The crisis of access to care is part of a reality that has become complex: 73% of French people say they have given up on at least one treatment over the last five years.
This observation reflects a combination of factors: demographic tensions, availability of professionals, fragmentation of pathways and organizational constraints.
In all, one lever often remains underestimated. The way in which information circulates between the actors of the system directly conditions the coordination and fluidity of the journeys.
Without continuity of information, care becomes disorganized. Improving your circulation does not solve everything, but it allows you to more quickly restore coherence and responsiveness to a system under tension.
Part of the tension of the system is played out in the time of circulation of information
Public debate often continues to approach the degradation of the health system from a capacity perspective. This reading remains partial. A significant part of the difficulties also relates to the time required to qualify, share and use information between the different links in the process.
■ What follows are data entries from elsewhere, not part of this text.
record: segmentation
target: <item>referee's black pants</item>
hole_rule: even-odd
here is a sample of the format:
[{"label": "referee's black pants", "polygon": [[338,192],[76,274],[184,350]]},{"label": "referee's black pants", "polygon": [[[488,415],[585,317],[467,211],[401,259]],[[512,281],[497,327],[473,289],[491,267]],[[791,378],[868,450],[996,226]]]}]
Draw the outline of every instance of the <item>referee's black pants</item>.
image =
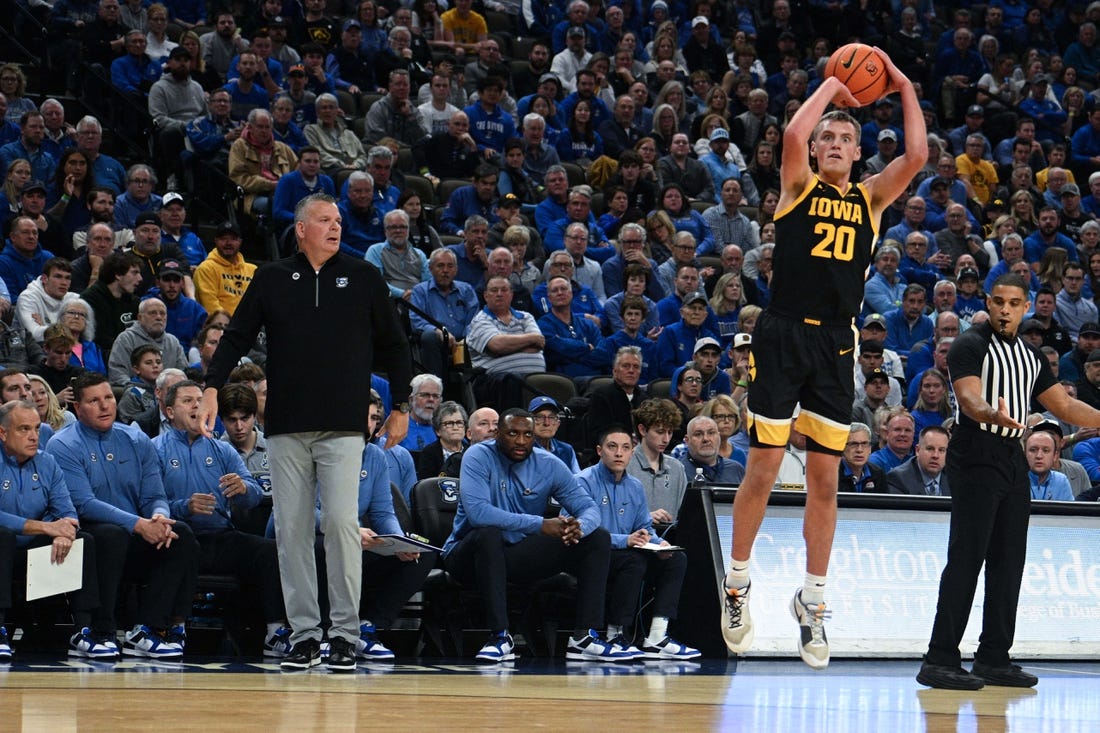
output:
[{"label": "referee's black pants", "polygon": [[1019,440],[959,426],[951,435],[945,470],[951,482],[951,537],[925,660],[959,666],[959,644],[985,563],[982,633],[974,658],[1004,666],[1016,633],[1027,554],[1027,461]]}]

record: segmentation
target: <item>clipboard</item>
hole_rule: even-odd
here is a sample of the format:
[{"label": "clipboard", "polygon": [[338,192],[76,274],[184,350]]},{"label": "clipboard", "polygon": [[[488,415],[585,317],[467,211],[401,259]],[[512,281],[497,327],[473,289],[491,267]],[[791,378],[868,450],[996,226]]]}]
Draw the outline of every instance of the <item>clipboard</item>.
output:
[{"label": "clipboard", "polygon": [[84,540],[73,541],[65,562],[50,562],[53,545],[27,550],[27,600],[80,590],[84,578]]},{"label": "clipboard", "polygon": [[679,545],[658,545],[656,542],[647,542],[644,545],[632,545],[632,550],[642,550],[643,552],[683,552],[684,548]]},{"label": "clipboard", "polygon": [[443,552],[440,547],[403,534],[380,534],[375,539],[383,542],[381,545],[367,548],[368,552],[373,552],[375,555],[389,556],[399,552]]}]

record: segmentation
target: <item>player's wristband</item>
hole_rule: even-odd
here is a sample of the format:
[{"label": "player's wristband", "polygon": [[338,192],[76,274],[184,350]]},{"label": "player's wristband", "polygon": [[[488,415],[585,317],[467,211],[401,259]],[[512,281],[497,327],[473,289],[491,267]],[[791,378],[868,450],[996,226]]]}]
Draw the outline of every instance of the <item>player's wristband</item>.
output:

The fact that one in two French people have already gone to the emergency room without a medical emergency is a concrete illustration of this. When guidance, availability of resources or visibility into the patient journey is not accessible at the right time, the pressure naturally shifts to the hospital. Emergencies then also become the indicator of a circulation of information that is still too slow.
Reducing the time between the event, its interpretation and the decision therefore becomes an essential condition for restoring caregivers’ capacity for action.
Making data in motion the basis of more fluid and predictive health
The paradigm shift consists of considering data no longer as a stock to be consolidated, but as a flow to be continuously activated. Its value lies in its ability to inform a decision at the precise moment when a clinical, logistical or technical decision must be made.
This approach makes it possible to detect changes in a patient’s condition earlier, to anticipate tensions on a service, to better distribute available capacities or even to prevent equipment failure. The benefit is above all organizational: it restores fluidity where the system still too often suffers from breakdowns in coordination.
It is also on this basis that truly useful uses of artificial intelligence can be developed, provided that the models are based on fresh, reliable and contextualized information.
The performance of the health system will depend on its ability to instantly connect clinical events, operational constraints and field decisions. It is on this condition that it will be able to move from a logic of reaction to a logic of anticipation and sustainably support professionals through enhanced decision-making.